Court limits insurer’s malpractice claim against defense lawyer
An insurer may not pursue a malpractice claim against appointed defense counsel based on the failure to assert defenses desired by the insurer, unless the insurer can show it was an intended beneficiary of the legal services, the Washington Supreme Court held in Stewart Title Guar. Co. v. Sterling Savings Bank, et al.,178 Wn.2d 561 (2013).
Sterling Savings Bank loaned a borrower money to purchase development property. As a condition for the loan, Sterling required a first priority security interest in the property. Sterling’s title insurer, Stewart Title Guaranty Company, failed to discover that Mountain West Construction had begun construction on the property and held a statutory lien superior to the bank’s security interest.

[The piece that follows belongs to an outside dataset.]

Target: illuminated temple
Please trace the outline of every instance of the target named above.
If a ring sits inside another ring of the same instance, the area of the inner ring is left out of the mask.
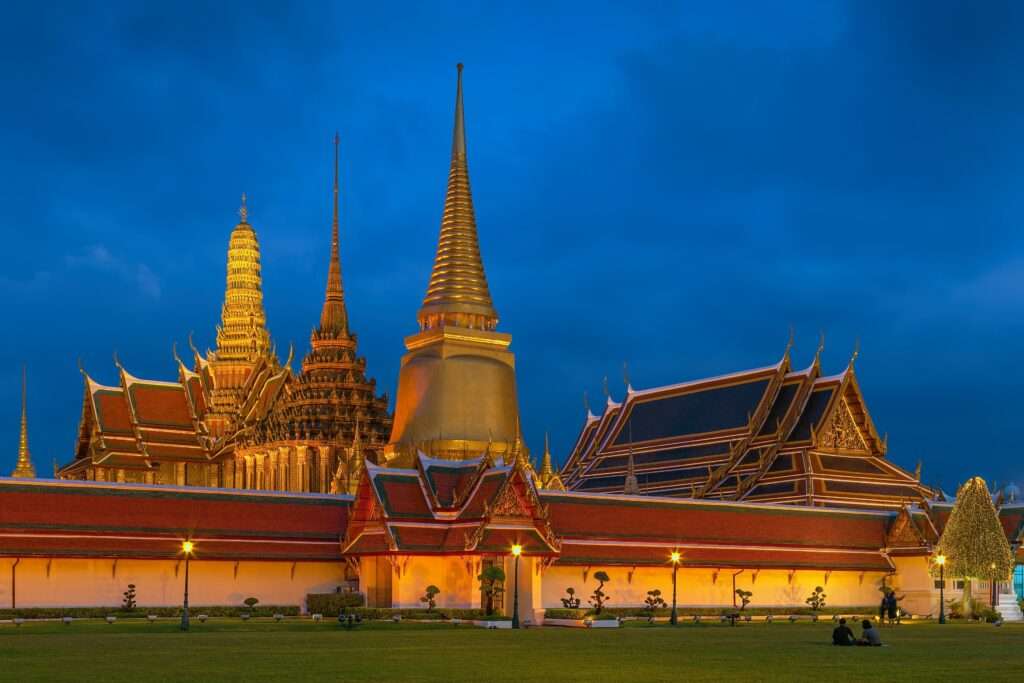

A payment dispute ultimately arose and Mountain West initiated foreclosure proceedings. In response, Stewart Title hired the Witherspoon Kelley law firm to defend Sterling in the foreclosure action.
Witherspoon did not raise an equitable subrogation defense in the foreclosure action, stipulating that Mountain West had first priority in an effort to obtain a swift settlement with the builder. Stewart Title fired Witherspoon over disagreements regarding the viability of an equitable subrogation defense. Stewart Title hired new counsel who argued differently than Witherspoon, but the trial court held that Sterling was bound by the stipulation, and refused to consider the newly asserted equitable subrogation claim.
Stewart Title then sued Witherspoon for legal malpractice based on the firm’s failure to raise equitable subrogation as a defense for Sterling. Witherspoon argued that: (1) its client was Sterling, not Stewart Title, and that its failure to raise defenses specified by Stewart Title would not serve as the basis for a legal malpractice lawsuit; and (2) an equitable subrogation defense would have failed under the facts of the case.
The trial court concluded that Stewart Title was an intended beneficiary of the representation based in part on finding a contractual duty to inform Stewart Title regarding the representation and in part on the alignment of interests between Witherspoon and Stewart Title. However, the trial court granted summary judgment because it concluded an equitable subrogation defense would not have succeeded under the circumstances. Stewart Title appealed and the Supreme Court accepted review of both the duty issue and the equitable subrogation issue.
Relying on the six factors described in Trask v. Butler, 123 Wn.2d 835 (1994), to evaluate the parties’ relationship, the Washington Supreme Court held that Witherspoon’s only client was Sterling, and that Stewart Title was a non-client, third-party payor. The Court emphasized that the “primary inquiry” in determining the existence of a duty of care “is whether the plaintiff is an intended beneficiary of the transaction to which the advice pertained,” and that “no further inquiry need be made unless such an intent exists.”
The Supreme Court disagreed with the trial court’s conclusion that Stewart Title was an intended beneficiary of Witherspoon’s representation of Sterling because: (1) finding a duty based merely on “aligning interests” would undermine the Trask holding and potentially create an ethical dilemma for appointed counsel. It rejected Stewart Title’s argument that a nonclient insurer is presumed to be an intended beneficiary unless there is an actual conflict of interest between an insurer and its insured.
The Court found the simple fact that some aligning interests existed between Stewart Title and its policyholder did not show that either Witherspoon or Sterling Bank intended Stewart Title to have the benefit of Witherspoon’s representation. It concluded this was demonstrated by Witherspoon’s strategy of seeking a speedy, yet just, settlement in contrast with Stewart Title’s desire to assert an equitable subrogation defense. The Court further held that a contrary conclusion could cause legal counsel to violate the ethical requirements of Rule of Professional Conduct 5.4(c).
The Supreme Court concluded that Witherspoon’s contractual duty to inform Stewart Title about its conduct of Sterling’s defense was insufficient to establish a duty of care, because: (1) attorneys who accept a duty to inform a nonclient third-party payor about legal matters, do not presumptively intend to benefit that third party; and (2) attorneys cannot contract away, or have their professional legal judgment be directed or regulated by a third-party payor of these services.